Spotify has had to pull down its ad for ‘unjustifiably’ distressing children.
The advert was patterned after a horror film that showed young people being menaced by a scary doll when they played a particular song came on.
The Advertising Standards Authority (ASA) said the ads setting were ‘particularly likely’ to scare younger viewers. Spotify has been advised to ensure it makes its future adverts fit for children to watch and are targeted appropriately.
In a statement, Spotify said: ‘We acknowledge the ruling from the ASA and regret any distress the ad may have caused the complainant.’
An ad for breast enlargement which was shown during ITV’s Love Island was also banned.
The questionable ad was aired in June 2018 and it contained different scenes of young people repeatedly playing Camila Cabello’s ‘Havana” which also woke a ‘chucky style doll’ that moves on to scare characters every time the track is played.
The ad generated a complaint that it:
- had caused distress to a child
- was being shown on a YouTube channel younger viewers were likely to watch
And the ASA upheld both of these complaints ‘in part.’
The implied violence in the clip, its music, the reactions of the characters and the abrupt ways the doll appeared all served to make it likely to scare children, said the ASA.
‘The fact that the ad was set inside a home, including a bedtime setting, and featured a doll, meant it was particularly likely to cause distress to children who saw it,’ it said in its ruling.

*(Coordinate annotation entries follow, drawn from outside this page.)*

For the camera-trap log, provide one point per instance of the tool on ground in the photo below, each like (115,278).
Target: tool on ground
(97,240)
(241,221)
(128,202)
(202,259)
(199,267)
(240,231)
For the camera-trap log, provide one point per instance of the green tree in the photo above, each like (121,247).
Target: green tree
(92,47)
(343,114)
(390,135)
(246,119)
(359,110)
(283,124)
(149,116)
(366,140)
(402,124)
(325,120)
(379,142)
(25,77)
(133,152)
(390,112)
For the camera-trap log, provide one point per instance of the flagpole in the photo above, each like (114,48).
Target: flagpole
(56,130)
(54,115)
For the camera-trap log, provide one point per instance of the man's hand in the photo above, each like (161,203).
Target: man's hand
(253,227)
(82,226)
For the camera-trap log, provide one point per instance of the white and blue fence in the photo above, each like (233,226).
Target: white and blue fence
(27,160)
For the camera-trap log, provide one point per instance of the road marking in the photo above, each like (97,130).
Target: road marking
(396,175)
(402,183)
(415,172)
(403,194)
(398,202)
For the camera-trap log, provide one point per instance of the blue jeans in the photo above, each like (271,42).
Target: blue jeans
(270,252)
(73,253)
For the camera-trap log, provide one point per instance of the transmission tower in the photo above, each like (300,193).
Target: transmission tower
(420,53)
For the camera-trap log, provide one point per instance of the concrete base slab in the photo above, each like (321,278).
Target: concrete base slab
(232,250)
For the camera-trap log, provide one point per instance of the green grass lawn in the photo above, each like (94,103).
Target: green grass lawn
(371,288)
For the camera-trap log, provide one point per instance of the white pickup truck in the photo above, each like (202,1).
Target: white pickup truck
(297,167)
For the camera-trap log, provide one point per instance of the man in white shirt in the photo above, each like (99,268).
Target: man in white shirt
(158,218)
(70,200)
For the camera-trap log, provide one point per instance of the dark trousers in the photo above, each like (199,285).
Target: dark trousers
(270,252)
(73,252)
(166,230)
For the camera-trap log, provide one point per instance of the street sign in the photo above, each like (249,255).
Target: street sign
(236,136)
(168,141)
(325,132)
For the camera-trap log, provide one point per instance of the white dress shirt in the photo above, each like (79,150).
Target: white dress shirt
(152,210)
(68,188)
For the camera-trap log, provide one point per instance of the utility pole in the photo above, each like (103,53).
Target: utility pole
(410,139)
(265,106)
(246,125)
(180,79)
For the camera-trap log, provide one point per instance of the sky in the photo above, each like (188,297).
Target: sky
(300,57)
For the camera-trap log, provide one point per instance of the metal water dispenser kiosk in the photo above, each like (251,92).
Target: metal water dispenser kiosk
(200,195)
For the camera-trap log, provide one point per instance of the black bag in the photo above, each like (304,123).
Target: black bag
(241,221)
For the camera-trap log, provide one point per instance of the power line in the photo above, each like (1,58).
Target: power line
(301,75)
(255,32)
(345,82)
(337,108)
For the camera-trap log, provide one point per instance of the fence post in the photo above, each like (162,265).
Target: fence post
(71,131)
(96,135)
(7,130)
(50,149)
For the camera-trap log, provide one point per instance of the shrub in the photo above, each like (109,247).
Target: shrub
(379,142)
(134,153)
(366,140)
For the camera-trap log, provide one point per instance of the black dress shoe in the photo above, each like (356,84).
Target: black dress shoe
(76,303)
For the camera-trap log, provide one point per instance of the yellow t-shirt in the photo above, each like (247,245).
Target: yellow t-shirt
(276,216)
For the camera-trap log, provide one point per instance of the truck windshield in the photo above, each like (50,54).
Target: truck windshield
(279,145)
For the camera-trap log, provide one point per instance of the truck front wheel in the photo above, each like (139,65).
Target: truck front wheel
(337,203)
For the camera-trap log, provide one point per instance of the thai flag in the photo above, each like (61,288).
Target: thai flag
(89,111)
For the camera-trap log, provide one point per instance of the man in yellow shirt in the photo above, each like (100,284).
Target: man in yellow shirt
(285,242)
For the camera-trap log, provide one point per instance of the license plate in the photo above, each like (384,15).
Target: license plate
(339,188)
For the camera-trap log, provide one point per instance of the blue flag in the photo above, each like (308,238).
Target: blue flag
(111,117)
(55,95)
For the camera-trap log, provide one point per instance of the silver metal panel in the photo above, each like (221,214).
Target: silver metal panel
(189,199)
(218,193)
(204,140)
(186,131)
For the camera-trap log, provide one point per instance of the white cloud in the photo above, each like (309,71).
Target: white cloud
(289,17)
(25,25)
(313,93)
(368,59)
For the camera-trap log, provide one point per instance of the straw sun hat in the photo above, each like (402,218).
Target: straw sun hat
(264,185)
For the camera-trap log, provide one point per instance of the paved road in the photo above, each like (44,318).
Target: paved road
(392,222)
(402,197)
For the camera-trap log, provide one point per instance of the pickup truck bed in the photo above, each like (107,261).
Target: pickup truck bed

Spotify has been told to target ads appropriately in the future
Not enough had been done to make it clear that the advert was not a trailer for a horror movie, it said.
The ASA said that the advert had been scheduled to run before content connected with a video game suitable for players aged 10 or above. And, it said, the channel it had appeared on was designed to attract a younger audience.
Spotify pointed to the absence of any violence and gore as a defense against the charges against ‘implied violence’
The soundtrack and onscreen text – ‘killer songs you can’t resist’ – helped establish it was intended to be ‘tongue-in-cheek,’ and not genuinely scary.
In addition, it said, 73% of the audience for the channel the ad appeared on was aged between 18 and 44.
After the ruling, it said: ‘We take our responsibilities as a marketer very seriously and continue to be mindful of the ASA’s guidance on the effective and appropriate targeting of advertising campaigns.’